Redfin On 60 Minutes Tonight – Real Estate Market Disruption

Seattle-based Redfin, a real estate company that we started tracking a year ago, will be featured on 60 Minutes tonight at 7 pm Pacific on CBS. The video of the segment is here. This is great mainstream coverage for this startup. 60 Minutes has 13 million TV viewers, most of which knew nothing about Redfin until today.

They have an intruiging and aggressive business model, which is summed up by CEO Glenn Kelman’s statement that “Real Estate is by far the most screwed up industry in America.” Instead of providing useful real estate information to consumers and then pointing them to real estate professionals like competitors Trulia and Zillow, Redfin is doing their best to completely remove real estate agents and brokers from at least half of a home sale.

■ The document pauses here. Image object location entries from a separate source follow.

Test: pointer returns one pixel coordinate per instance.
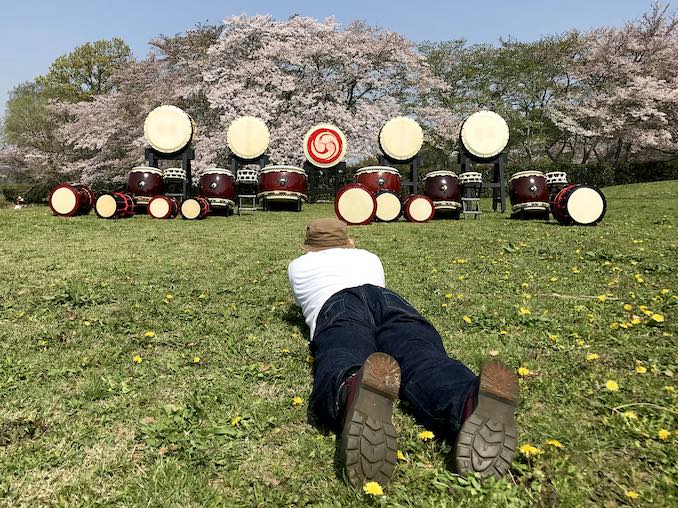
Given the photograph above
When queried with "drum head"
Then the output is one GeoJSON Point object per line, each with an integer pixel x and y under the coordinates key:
{"type": "Point", "coordinates": [355, 204]}
{"type": "Point", "coordinates": [64, 200]}
{"type": "Point", "coordinates": [190, 209]}
{"type": "Point", "coordinates": [389, 206]}
{"type": "Point", "coordinates": [106, 206]}
{"type": "Point", "coordinates": [247, 137]}
{"type": "Point", "coordinates": [168, 129]}
{"type": "Point", "coordinates": [484, 134]}
{"type": "Point", "coordinates": [324, 145]}
{"type": "Point", "coordinates": [586, 205]}
{"type": "Point", "coordinates": [158, 208]}
{"type": "Point", "coordinates": [401, 138]}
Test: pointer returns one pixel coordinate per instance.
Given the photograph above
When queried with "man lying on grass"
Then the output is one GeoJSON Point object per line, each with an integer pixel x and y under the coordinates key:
{"type": "Point", "coordinates": [364, 340]}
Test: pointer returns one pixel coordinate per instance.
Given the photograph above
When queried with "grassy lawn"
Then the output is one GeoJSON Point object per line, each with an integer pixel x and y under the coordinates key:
{"type": "Point", "coordinates": [205, 415]}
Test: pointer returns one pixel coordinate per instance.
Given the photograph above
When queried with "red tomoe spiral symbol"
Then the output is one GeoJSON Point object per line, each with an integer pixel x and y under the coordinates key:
{"type": "Point", "coordinates": [324, 145]}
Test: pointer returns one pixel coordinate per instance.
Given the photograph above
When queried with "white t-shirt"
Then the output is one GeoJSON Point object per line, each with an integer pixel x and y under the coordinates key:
{"type": "Point", "coordinates": [316, 276]}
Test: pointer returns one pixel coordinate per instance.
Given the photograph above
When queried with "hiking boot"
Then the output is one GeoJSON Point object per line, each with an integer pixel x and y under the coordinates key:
{"type": "Point", "coordinates": [368, 445]}
{"type": "Point", "coordinates": [486, 443]}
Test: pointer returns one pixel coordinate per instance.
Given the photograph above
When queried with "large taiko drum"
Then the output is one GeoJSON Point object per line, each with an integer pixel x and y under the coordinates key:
{"type": "Point", "coordinates": [418, 208]}
{"type": "Point", "coordinates": [581, 205]}
{"type": "Point", "coordinates": [378, 178]}
{"type": "Point", "coordinates": [389, 206]}
{"type": "Point", "coordinates": [114, 205]}
{"type": "Point", "coordinates": [324, 145]}
{"type": "Point", "coordinates": [247, 137]}
{"type": "Point", "coordinates": [195, 208]}
{"type": "Point", "coordinates": [169, 129]}
{"type": "Point", "coordinates": [529, 193]}
{"type": "Point", "coordinates": [484, 135]}
{"type": "Point", "coordinates": [68, 199]}
{"type": "Point", "coordinates": [218, 186]}
{"type": "Point", "coordinates": [355, 204]}
{"type": "Point", "coordinates": [163, 207]}
{"type": "Point", "coordinates": [401, 138]}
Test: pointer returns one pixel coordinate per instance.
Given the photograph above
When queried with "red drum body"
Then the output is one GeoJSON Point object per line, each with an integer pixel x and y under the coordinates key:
{"type": "Point", "coordinates": [68, 200]}
{"type": "Point", "coordinates": [163, 207]}
{"type": "Point", "coordinates": [195, 208]}
{"type": "Point", "coordinates": [355, 204]}
{"type": "Point", "coordinates": [389, 206]}
{"type": "Point", "coordinates": [418, 208]}
{"type": "Point", "coordinates": [378, 178]}
{"type": "Point", "coordinates": [581, 205]}
{"type": "Point", "coordinates": [114, 205]}
{"type": "Point", "coordinates": [529, 193]}
{"type": "Point", "coordinates": [282, 183]}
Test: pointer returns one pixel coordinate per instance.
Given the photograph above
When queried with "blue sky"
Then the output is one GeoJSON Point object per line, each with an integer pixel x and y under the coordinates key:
{"type": "Point", "coordinates": [33, 33]}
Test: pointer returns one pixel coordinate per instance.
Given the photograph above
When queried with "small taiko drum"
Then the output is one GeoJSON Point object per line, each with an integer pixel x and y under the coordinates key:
{"type": "Point", "coordinates": [418, 208]}
{"type": "Point", "coordinates": [247, 138]}
{"type": "Point", "coordinates": [195, 208]}
{"type": "Point", "coordinates": [355, 204]}
{"type": "Point", "coordinates": [389, 206]}
{"type": "Point", "coordinates": [68, 199]}
{"type": "Point", "coordinates": [282, 183]}
{"type": "Point", "coordinates": [218, 186]}
{"type": "Point", "coordinates": [484, 135]}
{"type": "Point", "coordinates": [401, 138]}
{"type": "Point", "coordinates": [169, 129]}
{"type": "Point", "coordinates": [114, 205]}
{"type": "Point", "coordinates": [529, 193]}
{"type": "Point", "coordinates": [324, 145]}
{"type": "Point", "coordinates": [144, 182]}
{"type": "Point", "coordinates": [378, 178]}
{"type": "Point", "coordinates": [163, 207]}
{"type": "Point", "coordinates": [581, 205]}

Redfin combines MLS listing information (homes for sale) with historical sales data (homes already sold) into a single map. If you find a home you like and want to place an offer, Redfin will represent you in the buying process (they have a call center with licensed real estate professioinals to guide you). Here’s the good part: They reimburse you 2/3 of the buy-side real estate fee directly on closing. The average amount reimbursed to the buyer is about $10,000.

They operate in a limited number of markets (Seattle, San Francisco/bay area, Southern California, Boston), but are expanding steadily. They’ll be in Washington DC and Chicago this summer.

Redfin has closed over 500 home sales and has saved customers an aggregate of $5 million in real estate broker fees. The company did $1 million in revenue last year.